I am trying to preprocess data that looks like this :
train.head(4)
Id MSSubClass MSZoning LotFrontage LotArea Street Alley LotShape LandContour Utilities ... PoolArea PoolQC Fence MiscFeature MiscVal MoSold YrSold SaleType SaleCondition SalePrice
0 1.0 60.0 RL 65.0 8450 Pave NaN Reg Lvl AllPub ... 0 NaN NaN NaN 0 2 2008 WD Normal 208500
1 2.0 20.0 RL 80.0 9600 Pave NaN Reg Lvl AllPub ... 0 NaN NaN NaN 0 5 2007 WD Normal 181500
2 3.0 60.0 RL 68.0 11250 Pave NaN IR1 Lvl AllPub ... 0 NaN NaN NaN 0 9 2008 WD Normal 223500
3 4.0 70.0 RL 60.0 9550 Pave NaN IR1 Lvl AllPub ... 0 NaN NaN NaN 0 2 2006 WD Abnorml 140000
4 rows × 81 columns
I have to find a way to turn these strings into numbers, so that I can use them for regression. I also aware that if I simply number them, I might get introduce a wrong distance logic to it ( not one hot encoded). Does someone know a a smart way to do this?
N
You can try pandas.get_dummies()
to encode categorical data. You can see the documentation here. It won't convert your integer values (i.e. it will leave them intact. See this example from official documentation).
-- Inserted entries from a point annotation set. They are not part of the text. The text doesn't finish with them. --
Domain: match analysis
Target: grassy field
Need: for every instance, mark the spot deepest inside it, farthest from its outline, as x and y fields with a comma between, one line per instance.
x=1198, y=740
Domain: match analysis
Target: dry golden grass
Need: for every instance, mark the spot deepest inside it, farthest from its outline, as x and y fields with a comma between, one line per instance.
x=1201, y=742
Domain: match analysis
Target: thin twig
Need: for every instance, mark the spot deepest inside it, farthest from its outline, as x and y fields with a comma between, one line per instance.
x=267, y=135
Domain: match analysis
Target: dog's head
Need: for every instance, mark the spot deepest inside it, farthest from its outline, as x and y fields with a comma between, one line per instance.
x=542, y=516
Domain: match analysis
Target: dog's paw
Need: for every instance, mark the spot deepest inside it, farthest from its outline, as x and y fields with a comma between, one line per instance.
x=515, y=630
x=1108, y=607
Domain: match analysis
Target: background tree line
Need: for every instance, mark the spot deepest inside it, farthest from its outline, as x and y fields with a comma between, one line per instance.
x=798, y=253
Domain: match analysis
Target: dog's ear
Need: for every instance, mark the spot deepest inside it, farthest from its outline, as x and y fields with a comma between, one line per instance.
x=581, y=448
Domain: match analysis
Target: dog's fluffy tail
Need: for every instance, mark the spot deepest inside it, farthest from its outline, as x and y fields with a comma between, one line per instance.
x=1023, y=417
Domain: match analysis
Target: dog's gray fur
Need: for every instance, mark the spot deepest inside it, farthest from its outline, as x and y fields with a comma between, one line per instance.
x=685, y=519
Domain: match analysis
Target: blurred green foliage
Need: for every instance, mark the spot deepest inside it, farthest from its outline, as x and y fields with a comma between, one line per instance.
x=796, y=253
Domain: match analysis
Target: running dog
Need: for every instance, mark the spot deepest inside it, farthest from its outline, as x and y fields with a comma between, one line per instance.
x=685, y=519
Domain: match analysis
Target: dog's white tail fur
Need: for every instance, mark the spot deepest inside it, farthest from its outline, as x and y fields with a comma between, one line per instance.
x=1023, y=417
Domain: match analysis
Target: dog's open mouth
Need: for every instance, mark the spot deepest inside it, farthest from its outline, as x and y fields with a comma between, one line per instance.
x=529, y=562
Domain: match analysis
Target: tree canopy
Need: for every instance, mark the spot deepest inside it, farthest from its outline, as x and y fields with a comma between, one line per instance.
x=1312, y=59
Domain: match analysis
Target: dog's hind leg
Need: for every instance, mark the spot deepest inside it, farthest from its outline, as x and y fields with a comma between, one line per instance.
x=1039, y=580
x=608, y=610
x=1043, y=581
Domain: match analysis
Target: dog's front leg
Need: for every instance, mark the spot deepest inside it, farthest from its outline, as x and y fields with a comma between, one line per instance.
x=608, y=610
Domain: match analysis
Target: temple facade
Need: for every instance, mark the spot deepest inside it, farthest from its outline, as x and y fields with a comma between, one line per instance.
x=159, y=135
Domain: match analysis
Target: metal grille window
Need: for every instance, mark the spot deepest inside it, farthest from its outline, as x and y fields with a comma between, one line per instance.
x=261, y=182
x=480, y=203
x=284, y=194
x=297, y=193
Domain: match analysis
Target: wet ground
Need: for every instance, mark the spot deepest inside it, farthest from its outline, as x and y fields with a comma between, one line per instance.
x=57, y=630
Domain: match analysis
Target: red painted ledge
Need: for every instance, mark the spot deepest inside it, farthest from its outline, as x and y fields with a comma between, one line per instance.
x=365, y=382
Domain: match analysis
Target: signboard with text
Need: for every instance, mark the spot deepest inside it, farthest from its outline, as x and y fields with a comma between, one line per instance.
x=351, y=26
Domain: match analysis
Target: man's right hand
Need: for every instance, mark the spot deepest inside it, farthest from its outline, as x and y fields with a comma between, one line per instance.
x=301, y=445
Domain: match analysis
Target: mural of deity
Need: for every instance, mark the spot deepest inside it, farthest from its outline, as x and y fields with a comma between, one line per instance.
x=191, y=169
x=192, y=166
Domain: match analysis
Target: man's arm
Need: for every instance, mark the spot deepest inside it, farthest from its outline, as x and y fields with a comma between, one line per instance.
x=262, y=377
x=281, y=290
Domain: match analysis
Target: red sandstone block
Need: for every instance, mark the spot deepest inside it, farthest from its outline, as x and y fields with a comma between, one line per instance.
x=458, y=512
df = pd.DataFrame({'A': ['a', 'b', 'a'], 'B': ['b', 'a', 'c'],
'C': [1, 2, 3]})
pd.get_dummies(df, prefix=['col1', 'col2'])
C col1_a col1_b col2_a col2_b col2_c
0 1 1 0 0 1 0
1 2 0 1 1 0 0
2 3 1 0 0 0 1
If the number of categorical features are large and the number of unique values per categorical is large as well, you can try Scikit-learn's DictVectorizer. See the documentation here .
You can check this link to see which encoding to use based on your algorithm.